BTW, if you run across a pretty big orange bridge for sale, let me know, OK?
You don't have to be right twice to time the market. You just have get back in at a lower price than when you sold and you are ahead of the buy and holders.
No you are not . You have to compensate for the compound effect moving forward of any dividends. I.E. those dividends will produce dividends.
Next you have to account for taxes and then transaction cost, each one of those subtractions is devastating to long term performance.
The lower price needs to be calculated forward to account for any missed dividends, taxes, and transaction costs.
In other words it is not as simple as you are indicating. And there are other considerations. This is why the analysis is normally carried out by academics who have training in proper statistical methodology and modeling.
And tfb says you have to be in or out of the market no hedging which is also silly. Why not say the timer has to go short too when he is out of the market?
It is not silly, it is factual. The reality is the only reason Brinker hedged in 2000 was because he failed to correctly time the market in the past because his system is and was a failed model which he freely acknowledged. So he came up with this hedging nonsense because he knew he could manipulate it to give the appearance of accuracy, and that is what he has done. He never corrects a caller when they say he made a brilliant call and they got out of the market back in 2000. He never got out of the market, he simply reduced some his exposure. That is not market timing. And if you listened to the audio of that show you would laugh you ass off at how timid, frightened, and childish he sounded when making that announcement. There was no: I believe the market may correct in the months ahead, no it was this total pussy: how would you feel if the market went up 10% and you only gained 6%, but if it went down 10% you would only lose 6% - LOL. He had no conviction and it sounded like he was trying to convince himself. If this is the type of pussy game you are going to play then just stick to asset allocation with a rebalance. You will get the same effect. I’ll admit it, I am a market coward. I have critical mass and I do not want to see it diminished. So I play the pussy game, but at least I’ll admit it. That call was not market timing, it was ball-less faggoty pussy shit! And I put it in that context because if you are going to proclaim you are market timer and charge people for your advice then time the damn market – don’t play pussy hedge games.
And yes if he had any conviction he would go short. But you know why he does not, because Brinker knows his entire system is bullshit! That is why his newsletters start tracking after 1988 – because he blew both ends of the 87 downturn! He totally crippled people effectively for the rest of their life with his market timing bullshit! They are forever handicapped by the capital gains and the dividends they missed when the market shot up. Compound interest is a bitch of a mistress when you are on the wrong side of the equation as Brinker was. You are forever trying to play catch up, always having to mislead, hide and cover up your actual record.

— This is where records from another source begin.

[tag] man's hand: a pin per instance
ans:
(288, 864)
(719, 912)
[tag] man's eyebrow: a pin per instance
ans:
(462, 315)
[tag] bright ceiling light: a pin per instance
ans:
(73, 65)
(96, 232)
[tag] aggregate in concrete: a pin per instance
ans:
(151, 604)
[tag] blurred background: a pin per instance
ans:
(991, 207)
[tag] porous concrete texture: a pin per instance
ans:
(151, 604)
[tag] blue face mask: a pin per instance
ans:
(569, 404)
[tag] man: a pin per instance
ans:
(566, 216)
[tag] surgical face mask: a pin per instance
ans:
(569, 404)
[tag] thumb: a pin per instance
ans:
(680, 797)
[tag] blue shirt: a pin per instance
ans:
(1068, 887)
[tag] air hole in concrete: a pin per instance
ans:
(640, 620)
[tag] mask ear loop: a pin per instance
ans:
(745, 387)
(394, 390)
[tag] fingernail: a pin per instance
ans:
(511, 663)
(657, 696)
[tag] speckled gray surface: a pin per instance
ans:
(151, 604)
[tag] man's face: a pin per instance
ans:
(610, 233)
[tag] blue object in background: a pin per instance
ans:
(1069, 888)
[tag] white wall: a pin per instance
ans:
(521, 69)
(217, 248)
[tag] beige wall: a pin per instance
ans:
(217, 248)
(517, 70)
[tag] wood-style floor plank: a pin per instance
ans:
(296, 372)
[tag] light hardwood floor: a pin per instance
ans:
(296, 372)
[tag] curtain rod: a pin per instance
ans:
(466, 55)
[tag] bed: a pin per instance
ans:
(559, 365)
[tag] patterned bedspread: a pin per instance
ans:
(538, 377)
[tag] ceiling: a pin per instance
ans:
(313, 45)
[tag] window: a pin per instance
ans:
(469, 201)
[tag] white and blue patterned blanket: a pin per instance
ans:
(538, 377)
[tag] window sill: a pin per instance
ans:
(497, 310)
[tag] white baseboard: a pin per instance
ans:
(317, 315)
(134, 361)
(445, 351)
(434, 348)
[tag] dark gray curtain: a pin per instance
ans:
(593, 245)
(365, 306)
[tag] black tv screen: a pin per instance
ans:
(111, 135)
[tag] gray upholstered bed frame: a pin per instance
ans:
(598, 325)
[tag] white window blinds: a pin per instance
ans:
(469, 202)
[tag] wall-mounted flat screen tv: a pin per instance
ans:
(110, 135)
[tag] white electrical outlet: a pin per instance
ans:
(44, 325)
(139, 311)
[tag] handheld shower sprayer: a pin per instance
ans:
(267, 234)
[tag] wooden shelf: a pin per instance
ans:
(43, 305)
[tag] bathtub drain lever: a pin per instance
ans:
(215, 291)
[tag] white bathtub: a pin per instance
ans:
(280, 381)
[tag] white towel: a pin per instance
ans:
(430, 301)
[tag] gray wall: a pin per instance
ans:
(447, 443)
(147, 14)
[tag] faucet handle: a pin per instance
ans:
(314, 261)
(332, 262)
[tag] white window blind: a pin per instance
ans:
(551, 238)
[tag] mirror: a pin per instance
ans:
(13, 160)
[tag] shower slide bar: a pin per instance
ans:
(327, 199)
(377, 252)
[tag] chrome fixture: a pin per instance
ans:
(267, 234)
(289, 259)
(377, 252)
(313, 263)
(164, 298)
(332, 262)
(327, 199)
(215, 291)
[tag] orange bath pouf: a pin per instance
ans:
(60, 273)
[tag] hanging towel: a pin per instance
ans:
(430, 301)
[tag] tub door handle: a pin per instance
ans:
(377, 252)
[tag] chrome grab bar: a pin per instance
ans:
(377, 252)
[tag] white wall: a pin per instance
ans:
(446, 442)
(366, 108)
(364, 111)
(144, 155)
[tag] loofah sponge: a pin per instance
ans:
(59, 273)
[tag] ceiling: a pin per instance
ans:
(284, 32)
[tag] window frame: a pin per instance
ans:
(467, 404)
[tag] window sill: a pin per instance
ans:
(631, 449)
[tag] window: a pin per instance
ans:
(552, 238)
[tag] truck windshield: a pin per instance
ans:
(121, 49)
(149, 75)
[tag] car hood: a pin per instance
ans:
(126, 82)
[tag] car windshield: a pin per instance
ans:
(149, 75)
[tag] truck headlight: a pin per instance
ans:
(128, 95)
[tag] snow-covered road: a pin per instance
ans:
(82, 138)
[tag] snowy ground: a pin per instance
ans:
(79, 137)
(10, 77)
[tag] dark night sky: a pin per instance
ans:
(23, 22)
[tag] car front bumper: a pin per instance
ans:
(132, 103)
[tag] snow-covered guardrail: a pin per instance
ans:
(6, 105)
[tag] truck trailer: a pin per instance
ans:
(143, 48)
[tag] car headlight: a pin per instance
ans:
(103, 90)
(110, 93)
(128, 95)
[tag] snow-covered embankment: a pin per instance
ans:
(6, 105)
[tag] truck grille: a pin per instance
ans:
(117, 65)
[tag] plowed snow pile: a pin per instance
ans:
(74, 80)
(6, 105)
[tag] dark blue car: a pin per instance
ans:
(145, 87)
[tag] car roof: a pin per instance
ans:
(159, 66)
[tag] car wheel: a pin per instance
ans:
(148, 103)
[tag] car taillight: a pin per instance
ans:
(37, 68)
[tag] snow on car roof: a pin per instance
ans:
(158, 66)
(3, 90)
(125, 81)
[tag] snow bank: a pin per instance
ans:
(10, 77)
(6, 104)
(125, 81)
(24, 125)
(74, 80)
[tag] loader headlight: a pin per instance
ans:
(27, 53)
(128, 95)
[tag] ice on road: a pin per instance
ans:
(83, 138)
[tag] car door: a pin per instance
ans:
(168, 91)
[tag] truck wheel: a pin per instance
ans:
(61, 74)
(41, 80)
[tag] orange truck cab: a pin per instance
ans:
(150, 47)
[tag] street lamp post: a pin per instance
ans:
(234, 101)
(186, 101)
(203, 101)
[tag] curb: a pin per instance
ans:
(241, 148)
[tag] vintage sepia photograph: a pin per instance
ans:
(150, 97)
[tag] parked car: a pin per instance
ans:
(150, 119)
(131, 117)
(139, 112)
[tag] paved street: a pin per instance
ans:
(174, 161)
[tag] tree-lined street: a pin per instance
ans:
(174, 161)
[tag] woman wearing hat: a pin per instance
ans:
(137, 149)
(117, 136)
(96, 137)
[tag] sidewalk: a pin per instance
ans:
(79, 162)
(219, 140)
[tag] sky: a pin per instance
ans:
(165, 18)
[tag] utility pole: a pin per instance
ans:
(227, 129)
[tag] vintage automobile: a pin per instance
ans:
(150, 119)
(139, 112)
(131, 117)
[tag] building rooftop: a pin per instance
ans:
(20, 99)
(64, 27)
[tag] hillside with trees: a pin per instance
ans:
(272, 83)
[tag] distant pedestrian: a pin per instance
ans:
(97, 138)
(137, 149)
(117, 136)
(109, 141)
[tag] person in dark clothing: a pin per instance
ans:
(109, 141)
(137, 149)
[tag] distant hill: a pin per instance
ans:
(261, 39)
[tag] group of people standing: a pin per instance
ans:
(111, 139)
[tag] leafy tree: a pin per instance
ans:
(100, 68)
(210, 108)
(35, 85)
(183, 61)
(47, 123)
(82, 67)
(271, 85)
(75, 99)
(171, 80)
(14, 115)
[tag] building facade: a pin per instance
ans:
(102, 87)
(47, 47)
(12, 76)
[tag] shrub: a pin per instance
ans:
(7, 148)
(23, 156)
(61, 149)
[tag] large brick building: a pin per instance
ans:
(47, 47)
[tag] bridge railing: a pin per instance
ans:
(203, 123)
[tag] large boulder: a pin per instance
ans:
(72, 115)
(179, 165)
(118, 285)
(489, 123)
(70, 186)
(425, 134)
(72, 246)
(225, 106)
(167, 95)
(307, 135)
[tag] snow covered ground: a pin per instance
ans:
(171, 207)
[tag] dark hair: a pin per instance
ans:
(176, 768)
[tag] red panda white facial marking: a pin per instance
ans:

I am still waiting for demonstration that Bob Brinker has ever successfully timed the market. Just one little instance, so go ahead and take the tfb challenge.
tfb
Well it's OK, Fuzzy One that you don't have an opinion! :-)
Pardon me for LOL but I just read tfb's arguments against market timing and I think they come right from Chapter 10 of a 1955 Beginning Investments book.
He talks about missed dividends which may have been important years and years ago when dividends made up half of the markets total returns. That hasn't been true for years.
And transaction costs really made me laugh. There was a time when transaction costs could amount to thousands of dollars but with the advent of discount brokers transaction costs are either non-existent or negligible. To talk about them seriously weaken any argument and dates the author as out of touch if not outmoded.
I don't know if Bob Brinker can time the market or not but trotting out yesterday's arguments in today's market environment is not persuasive at all.
Again pardon me for jumping in and LOL.